日本海に面した酒田は、冬は垂れ込めた雲のもと、海からの強い風が吹く厳しい気候となる。建物の断熱性を高め、床下に蓄熱暖房機を配置して家全体の暖かさを確保するとともに、天井の高い南側のリビングルームは開口部の高さを抑えつつ、家の中央に設けた吹抜けから室内の奥深くまで自然光を導く。色・素材ともに抑制されたミニマムな雰囲気でありながら、厳しい冬も柔らかな明るさに包まれた室内を目指してデザインした。
南北に長い敷地の北側に接する道路は、かつて軒を連ねていた町家の面影は現在ほぼ失われ、街並みが乱れ始めている。アプローチ通路を囲い込むフレームを車庫の道路側外壁と揃え、表側に極力寄せることで、現代的デザインの中にあっても、この住まいが「新しい町家」として、失われつつある街並みのかたちを保つことを意識した。


名称:酒田の町家
施主:個人
所在地:山形県酒田市
用途:戸建住宅
面積:158.55m2
竣工:2014年6月
基本・実施設計:カスヤアーキテクツオフィス(粕谷淳司・粕谷奈緒子・村田裕紀・古橋一真)
監理:カスヤアーキテクツオフィス(粕谷淳司・粕谷奈緒子・古橋一真)
構造設計:長坂設計工舎(長坂健太郎)
照明デザイン:ソノベデザインオフィス(園部竜太)
施工:株式会社加藤組(堀友昭)
撮影:吉村昌也(Copist & the Brushworks)

Project name: House in Sakata
Client: Personal
Project site: Yamagata, Japan
Function: Private House
Size: 158.55m2
Design & Supervise: Atsushi+Naoko Kasuya, Yuki Murata, Kazuma Furuhashi(KAO)
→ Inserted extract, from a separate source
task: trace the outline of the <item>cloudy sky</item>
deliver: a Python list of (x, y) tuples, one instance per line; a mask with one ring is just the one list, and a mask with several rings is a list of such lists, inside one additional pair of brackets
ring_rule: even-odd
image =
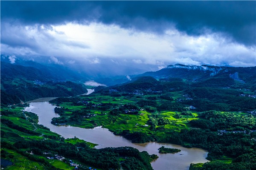
[(1, 54), (12, 59), (158, 68), (256, 65), (255, 1), (0, 3)]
Structural Design: Kentaro Nagasaka(Ken Nagasaka Engineering Network)
Lighting Design: Ryuta Sonobe(Sonobe Design)
Contractor: Katogumi Co.,Ltd.(Tomoaki Hori)
Photo: Masaya Yoshimura (Copist & the Brushworks)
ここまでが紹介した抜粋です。